Flipboard just announced that it is resetting the passwords of all its users after it was found out that their site has suffered a massive data breach. The databases containing usernames and passwords of Flipboard users were accessed by hackers including tokens for third-party services that are connected to Flipboard.
According to Flipboard, they have identified the unauthorized access to some of their databases containing certain users’ account information and credentials. The announcement said that Flipboard immediately engaged the services of an external security firm which found out that indeed, hackers were able to access some databases specifically between June 2, 2018, and March 23, 2019, and April 21-22, 2019.
The investigation didn’t specify though how many users were affected. Flipboard decided to reset the passwords of all its users to respond to the discovery.
In a post to its website, Flipboard says:
“We recently identified unauthorized access to some of our databases containing certain Flipboard users’ account information, including account credentials. In response to this discovery, we immediately launched an investigation and an external security firm was engaged to assist. Findings from the investigation indicate an unauthorized person accessed and potentially obtained copies of certain databases containing Flipboard user information between June 2, 2018 and March 23, 2019 and April 21 – 22, 2019.”

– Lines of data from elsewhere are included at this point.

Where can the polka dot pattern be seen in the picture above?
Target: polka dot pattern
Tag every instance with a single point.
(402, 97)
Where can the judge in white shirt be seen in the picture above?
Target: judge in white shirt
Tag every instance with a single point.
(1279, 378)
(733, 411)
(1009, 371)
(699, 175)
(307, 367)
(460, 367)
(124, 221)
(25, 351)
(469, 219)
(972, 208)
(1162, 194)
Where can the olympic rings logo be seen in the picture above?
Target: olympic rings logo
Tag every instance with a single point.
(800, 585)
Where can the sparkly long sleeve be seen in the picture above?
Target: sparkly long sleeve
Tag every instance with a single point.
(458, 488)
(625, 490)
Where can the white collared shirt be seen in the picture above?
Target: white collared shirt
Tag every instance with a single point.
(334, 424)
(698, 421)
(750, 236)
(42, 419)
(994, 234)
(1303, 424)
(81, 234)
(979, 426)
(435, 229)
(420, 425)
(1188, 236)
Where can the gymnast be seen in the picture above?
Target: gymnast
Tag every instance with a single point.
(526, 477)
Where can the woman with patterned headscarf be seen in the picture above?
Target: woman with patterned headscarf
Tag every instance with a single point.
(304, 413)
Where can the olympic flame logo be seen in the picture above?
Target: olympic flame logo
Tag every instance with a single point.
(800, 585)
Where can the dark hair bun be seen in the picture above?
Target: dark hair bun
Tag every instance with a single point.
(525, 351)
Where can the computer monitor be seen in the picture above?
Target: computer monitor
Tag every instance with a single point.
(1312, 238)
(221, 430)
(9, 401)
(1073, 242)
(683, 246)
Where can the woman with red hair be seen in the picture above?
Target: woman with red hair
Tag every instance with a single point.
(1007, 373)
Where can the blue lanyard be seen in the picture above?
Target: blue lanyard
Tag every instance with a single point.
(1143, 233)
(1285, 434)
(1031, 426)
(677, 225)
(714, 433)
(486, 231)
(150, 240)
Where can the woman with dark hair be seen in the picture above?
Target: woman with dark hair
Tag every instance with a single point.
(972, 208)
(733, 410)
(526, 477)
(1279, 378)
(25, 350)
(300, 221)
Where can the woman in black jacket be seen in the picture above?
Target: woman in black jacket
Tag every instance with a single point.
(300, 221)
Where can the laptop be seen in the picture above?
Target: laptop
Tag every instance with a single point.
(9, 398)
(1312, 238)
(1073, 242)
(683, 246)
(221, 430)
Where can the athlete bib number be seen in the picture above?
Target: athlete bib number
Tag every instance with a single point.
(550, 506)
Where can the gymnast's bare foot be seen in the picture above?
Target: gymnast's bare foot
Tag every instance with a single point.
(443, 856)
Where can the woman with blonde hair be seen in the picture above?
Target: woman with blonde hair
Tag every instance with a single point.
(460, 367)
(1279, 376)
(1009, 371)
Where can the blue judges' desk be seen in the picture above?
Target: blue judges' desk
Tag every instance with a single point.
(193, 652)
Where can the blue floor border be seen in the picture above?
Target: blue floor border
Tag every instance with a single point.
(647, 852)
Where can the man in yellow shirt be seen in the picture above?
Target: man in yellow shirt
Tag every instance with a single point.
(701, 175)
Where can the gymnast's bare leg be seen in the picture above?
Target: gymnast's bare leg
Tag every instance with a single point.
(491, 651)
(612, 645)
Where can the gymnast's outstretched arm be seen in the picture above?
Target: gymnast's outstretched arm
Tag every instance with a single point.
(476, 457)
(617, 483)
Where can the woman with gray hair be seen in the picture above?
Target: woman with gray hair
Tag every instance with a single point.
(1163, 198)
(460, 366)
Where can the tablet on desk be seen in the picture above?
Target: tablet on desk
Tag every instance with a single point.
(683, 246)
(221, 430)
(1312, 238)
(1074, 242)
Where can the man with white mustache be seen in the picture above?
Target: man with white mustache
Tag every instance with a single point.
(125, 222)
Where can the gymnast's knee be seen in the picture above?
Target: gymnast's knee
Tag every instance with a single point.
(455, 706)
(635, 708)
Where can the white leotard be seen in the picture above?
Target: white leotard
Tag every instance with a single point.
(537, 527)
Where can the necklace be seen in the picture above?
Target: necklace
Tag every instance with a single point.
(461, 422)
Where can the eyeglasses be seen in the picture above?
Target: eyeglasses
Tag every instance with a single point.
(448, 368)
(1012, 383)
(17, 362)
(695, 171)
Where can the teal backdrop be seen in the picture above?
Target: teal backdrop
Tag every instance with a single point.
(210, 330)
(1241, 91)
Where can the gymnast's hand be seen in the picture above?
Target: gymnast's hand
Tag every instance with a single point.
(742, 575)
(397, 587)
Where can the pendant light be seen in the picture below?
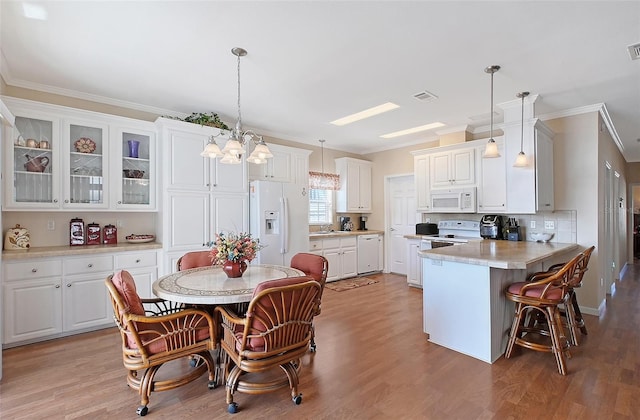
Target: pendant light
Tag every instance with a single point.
(491, 149)
(521, 160)
(235, 146)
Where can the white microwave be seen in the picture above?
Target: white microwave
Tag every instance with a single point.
(454, 200)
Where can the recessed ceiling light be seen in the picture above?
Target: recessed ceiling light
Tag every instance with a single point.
(412, 130)
(34, 11)
(365, 114)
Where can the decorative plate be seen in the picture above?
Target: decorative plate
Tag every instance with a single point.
(139, 239)
(85, 145)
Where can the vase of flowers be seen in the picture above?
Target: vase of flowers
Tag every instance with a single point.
(232, 251)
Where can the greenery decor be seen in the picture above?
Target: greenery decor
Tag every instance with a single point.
(235, 247)
(212, 120)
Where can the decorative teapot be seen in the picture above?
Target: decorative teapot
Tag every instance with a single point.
(36, 164)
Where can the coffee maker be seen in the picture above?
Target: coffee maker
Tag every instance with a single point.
(363, 223)
(491, 226)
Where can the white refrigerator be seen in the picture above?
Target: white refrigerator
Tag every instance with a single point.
(279, 217)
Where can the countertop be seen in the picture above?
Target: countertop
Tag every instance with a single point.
(340, 233)
(499, 254)
(67, 250)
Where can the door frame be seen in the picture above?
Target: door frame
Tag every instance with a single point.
(387, 215)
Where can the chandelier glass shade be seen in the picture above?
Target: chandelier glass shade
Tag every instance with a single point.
(238, 139)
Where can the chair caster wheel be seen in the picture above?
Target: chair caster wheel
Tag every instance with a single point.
(233, 408)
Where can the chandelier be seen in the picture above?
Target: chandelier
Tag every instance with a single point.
(235, 146)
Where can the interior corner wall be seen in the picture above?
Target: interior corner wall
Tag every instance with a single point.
(577, 174)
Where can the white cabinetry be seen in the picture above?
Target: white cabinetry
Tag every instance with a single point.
(201, 196)
(492, 185)
(45, 298)
(452, 168)
(354, 195)
(60, 158)
(423, 187)
(414, 263)
(530, 189)
(341, 254)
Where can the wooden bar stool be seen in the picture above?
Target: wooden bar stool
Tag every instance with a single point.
(542, 296)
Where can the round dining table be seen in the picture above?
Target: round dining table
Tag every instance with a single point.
(211, 286)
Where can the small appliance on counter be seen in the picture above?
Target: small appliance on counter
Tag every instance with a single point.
(346, 224)
(109, 235)
(17, 238)
(513, 230)
(491, 226)
(76, 232)
(426, 229)
(93, 234)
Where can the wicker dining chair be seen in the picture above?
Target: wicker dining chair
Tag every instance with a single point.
(315, 266)
(193, 259)
(275, 332)
(152, 337)
(542, 296)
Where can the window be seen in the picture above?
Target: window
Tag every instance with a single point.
(320, 207)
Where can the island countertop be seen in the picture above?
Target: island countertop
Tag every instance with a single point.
(499, 254)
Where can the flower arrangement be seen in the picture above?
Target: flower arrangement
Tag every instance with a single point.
(235, 247)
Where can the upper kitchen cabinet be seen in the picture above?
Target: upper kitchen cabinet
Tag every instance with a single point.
(288, 164)
(492, 185)
(61, 158)
(421, 178)
(529, 188)
(354, 195)
(136, 167)
(186, 169)
(453, 168)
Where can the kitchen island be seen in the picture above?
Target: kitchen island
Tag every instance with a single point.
(464, 306)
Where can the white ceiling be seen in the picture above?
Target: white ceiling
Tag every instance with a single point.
(309, 63)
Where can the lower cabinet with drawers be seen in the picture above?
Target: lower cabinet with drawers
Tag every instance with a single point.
(54, 297)
(341, 253)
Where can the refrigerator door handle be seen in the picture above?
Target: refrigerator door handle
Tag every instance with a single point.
(284, 236)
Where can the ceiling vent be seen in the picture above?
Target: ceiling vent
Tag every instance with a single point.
(634, 51)
(425, 96)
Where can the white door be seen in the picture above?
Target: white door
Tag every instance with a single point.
(401, 220)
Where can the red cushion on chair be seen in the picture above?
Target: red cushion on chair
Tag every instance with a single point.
(195, 259)
(126, 287)
(553, 293)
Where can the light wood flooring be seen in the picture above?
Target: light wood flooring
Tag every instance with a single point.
(373, 362)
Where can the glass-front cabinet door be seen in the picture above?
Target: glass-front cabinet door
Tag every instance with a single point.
(33, 163)
(86, 165)
(137, 170)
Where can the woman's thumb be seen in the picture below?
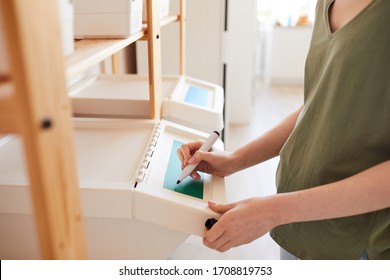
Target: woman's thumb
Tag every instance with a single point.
(220, 208)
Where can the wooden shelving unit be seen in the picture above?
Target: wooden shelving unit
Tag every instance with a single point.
(34, 103)
(89, 52)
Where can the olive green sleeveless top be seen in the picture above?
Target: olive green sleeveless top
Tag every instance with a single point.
(344, 128)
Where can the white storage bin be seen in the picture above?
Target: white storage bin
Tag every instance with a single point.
(107, 18)
(164, 9)
(124, 96)
(65, 8)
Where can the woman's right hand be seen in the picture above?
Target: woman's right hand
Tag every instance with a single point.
(215, 162)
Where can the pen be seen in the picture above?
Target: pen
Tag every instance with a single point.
(205, 147)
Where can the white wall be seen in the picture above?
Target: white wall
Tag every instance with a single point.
(241, 61)
(287, 54)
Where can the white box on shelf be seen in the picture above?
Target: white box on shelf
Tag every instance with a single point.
(164, 9)
(187, 101)
(65, 8)
(107, 18)
(123, 96)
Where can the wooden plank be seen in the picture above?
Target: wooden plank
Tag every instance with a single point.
(163, 22)
(44, 112)
(90, 52)
(183, 19)
(115, 58)
(8, 112)
(168, 20)
(154, 58)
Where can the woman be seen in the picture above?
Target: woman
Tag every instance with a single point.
(333, 179)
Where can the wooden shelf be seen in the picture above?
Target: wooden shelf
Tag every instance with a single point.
(89, 52)
(169, 19)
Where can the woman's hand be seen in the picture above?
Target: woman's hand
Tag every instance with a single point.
(241, 223)
(215, 162)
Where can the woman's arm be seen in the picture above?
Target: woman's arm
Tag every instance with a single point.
(247, 220)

Additionally, Flipboard also pointed out that the passwords that were accessed by hackers were cryptographically protected by salted hashing. Passwords that were created or changed after March 14, 2012, were secured with bcrypt. However, passwords created before the said date and has not been changed since they were not as strong as they are protected only through SHA-1 hashing algorithm. The company said that this is a weak password protection method.
Aside from users’ account information including name, username, password, and email address, third-party accounts connected to Flipboard may also have been affected. According to Flipboard, if a user has connected his social media accounts to his Flipboard account, this may have contained digital tokens of the social media accounts. These digital tokens can be used by hackers to access third-party accounts. The good news is that up to now, there has been no report of third-party account hacking due to the Flipboard hack.
Flipboard has already reported the incident to law enforcement authorities and is awaiting results of the investigation. In the meantime, the company is resetting passwords for all its members. It has also disconnected, replaced and deleted digital tokens that are used to connect to third-party services.